Chile carries the strongest sovereign bond rating in South America -- AA -- because it has very little debt. The country became a net creditor nation in 2007 after years of sound macroeconomic policies, along with strong commodity prices, resulting in the amassment of offshore wealth funds.
Along those lines, Chilean exports account for more than one-fourth of GDP, with commodities making up the majority of that external trade, similar to Brazil. In fact, Chile is the world's largest copper producer, and copper provides one-third of government revenue.
Codelco (Corporación Nacional del Cobre de Chile) is Chile's major state-owned copper company. Ironically, Codelco's roots began with the nationalization of all foreign mines in Chile by the Aliende government, which was leading Chile down the path of socialism and economic decay. While Pinochet's human rights record is not exemplary, credit should be given for the sound economic policies of his government in the 1980s which started Chile on the path towards its current status of the most vibrant economy in South America. Aliende to Chile was going to be what Chavez is now to Venezuela -- popular, but ultimately a ruinous leader.
The Chilean government claims to have more bilateral or regional trade agreements than any other country. At latest count, it has 57 such agreements -- with China, India, the U.S., the E.U. and others. The government in Chile does what all Western governments should do -- accumulate surpluses in sovereign wealth funds during periods of high commodity prices and economic growth. But should disaster strike, as it did in 2008 and with the recent earthquake in Chile, only then did the Chilean government allow deficit spending to boost growth.

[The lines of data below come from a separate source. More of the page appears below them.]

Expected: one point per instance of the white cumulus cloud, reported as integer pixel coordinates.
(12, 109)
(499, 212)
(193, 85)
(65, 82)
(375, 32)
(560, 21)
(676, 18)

The size of Chile's sovereign wealth funds is substantial -- standing at $21.8 billion at last count. The two funds do not invest in equities, but are comprised like forex reserves would be treated in central bank: 66.5% in sovereign bonds, 30% in money market instruments, and 3.5% in inflation-indexed sovereign bonds. The currency composition of the funds is broken down as follows: 50% USD, 40% Euro, and 10% Japanese Yen.
Massive Earthquake, Yet All-Time Highs
The 2008 collapse in world trade caused Chile to tap its sovereign wealth fund to the tune of $4 billion. Then, just as the economy recovered, an 8.8 magnitude earthquake struck Chile in February 2010 -- one of the top-ten strongest earthquakes on record.
Spending on reconstruction efforts has caused the economy to reaccelerate to 7.1% (the earthquake caused GDP to shrink 3% in the prior quarter). And the central bank is now hiking interest rates, which shows that this was just a temporary shock to economic activity.
However, the current monetary tightening in Chile is not as aggressive as we've seen in China, and as a result the Chilean stock market is up more than 15% in 2010 -- hitting all-time highs as we speak. Some of the leading components on the market are also listed in the U.S., as you can see from the table below.
Chilean ADRs | SYMBOL | YTD %CHG | INDUSTRY |
Corpbanca | BCA | 26.04% | Banks |
Compania Cervecerias Unidas | CCU | 23.53% | Beverages |
Banco de Chile | BCH | 22.49% | Banks |
Lan Airlines | LFL | 20.94% | Travel & Leisure |
Embotelladora Andina: B-Shares | AKO.B | 16.13% | Beverages |
Embotelladora Andina: A-Shares | AKO.A | 14.69% | Beverages |
Banco Santander Chile | SAN | 13.83% | Banks |
Vina Concha y Toro | VCO | 1.82% | Beverages |
Endesa-Empresa Nacional de Electricidad | EOC | -4.30% | Electricity |
AFP Provida | PVD | -5.62% | Financial Services |
Soc. Quimica y Minera de Chile: B-Shares | SQM | -7.99% | Chemicals |
Enersis | ENI | -8.36% | Electricity |
The Chilean peso (CLP), just like the Brazilian real (BRL) and most commodity currencies, was on an appreciating trend prior to 2008. The losses on some Chilean ADRs in 2008 were also caused by the big currency swing of 429 to 682 of the USD:CLP exchange rate that year. Now, the gains are being aided by the return to normalcy of the currency, which is currently trading near 540.
Another sign of economic stability in South America is the strength of the Brazilian real, which has returned to the level of 1.75, despite spiking to 1.90 twice in 2010. This is bullish for commodity-oriented economies in the region because the real -- or the reais as the call it in Brazil -- remains a reliable indicator of the strength in the natural resource markets and the overall regional economy.
In rapidly developing economies that are driven by sound macroeconomic policies, banks are often the best-performing stocks. We have three choices: Corpbanca (NYSE: BCA),Banco de Chile (NYSE: BCH) and Banco Santander Chile (NYSE: SAN). Corpbanca is the smallest of the three, but is the oldest bank in Chile and trades at the cheapest price-to-book multiple of 2.8.
Chile has a longer record of sound macroeconomic policies than Brazil, even though Brazil has clearly learned its lesson. As both economies are driven by the demand for natural resources emanating from Asia as well as growing domestic demand, the best days for Chile are ahead of it.